Abbott, J, Berrington, J, Bowler, U, Boyle, E, Dorling, J, Embleton, N, Juszczak, E, Leaf, A, Linsell, L, Johnson, S, et al
BMC pediatrics. 2017;(1):39
Abstract
BACKGROUND In the UK, 1-2% of infants are born very preterm (<32 weeks of gestation) or have very low birth weight (<1500 g). Very preterm infants are initially unable to be fed nutritional volumes of milk and therefore require intravenous nutrition. Milk feeding strategies influence several long and short term health outcomes including growth, survival, infection (associated with intravenous nutrition) and necrotising enterocolitis (NEC); with both infection and NEC being key predictive factors of long term disability. Currently there is no consistent strategy for feeding preterm infants across the UK. The SIFT trial will test two speeds of increasing milk feeds with the primary aim of determining effects on survival without moderate or severe neurodevelopmental disability at 24 months of age, corrected for prematurity. The trial will also examine many secondary outcomes including infection, NEC, time taken to reach full feeds and growth. METHODS/DESIGN Two thousand eight hundred very preterm or very low birth weight infants will be recruited from approximately 30 hospitals across the UK to a randomised controlled trial.
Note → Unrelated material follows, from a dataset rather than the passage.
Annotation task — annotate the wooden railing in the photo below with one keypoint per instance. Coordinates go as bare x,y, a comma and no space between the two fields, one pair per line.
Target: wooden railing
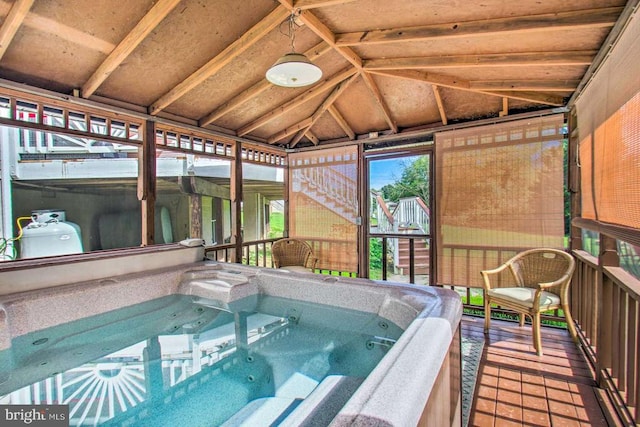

Infants with severe congenital anomaly or no realistic chance of survival will be excluded. Infants will be randomly allocated to either a faster (30 ml/kg/day) or slower (18 ml/kg/day) rate of increase in milk feeds. Data will be collected during the neonatal hospital stay on weight, infection rates, episodes of NEC, length of stay and time to reach full milk feeds. Long term health outcomes comprising vision, hearing, motor and cognitive impairment will be assessed at 24 months of age (corrected for prematurity) using a parent report questionnaire. DISCUSSION Extensive searches have found no active or proposed studies investigating the rate of increasing milk feeds. The results of this trial will have importance for optimising incremental milk feeding for very preterm and/or very low birth weight infants. No additional resources will be required to implement an optimal feeding strategy, and therefore if successful, the trial results could rapidly be adopted across the NHS at low cost. TRIAL REGISTRATION ISRCTN Registry; ISRCTN76463425 on 5 March, 2013.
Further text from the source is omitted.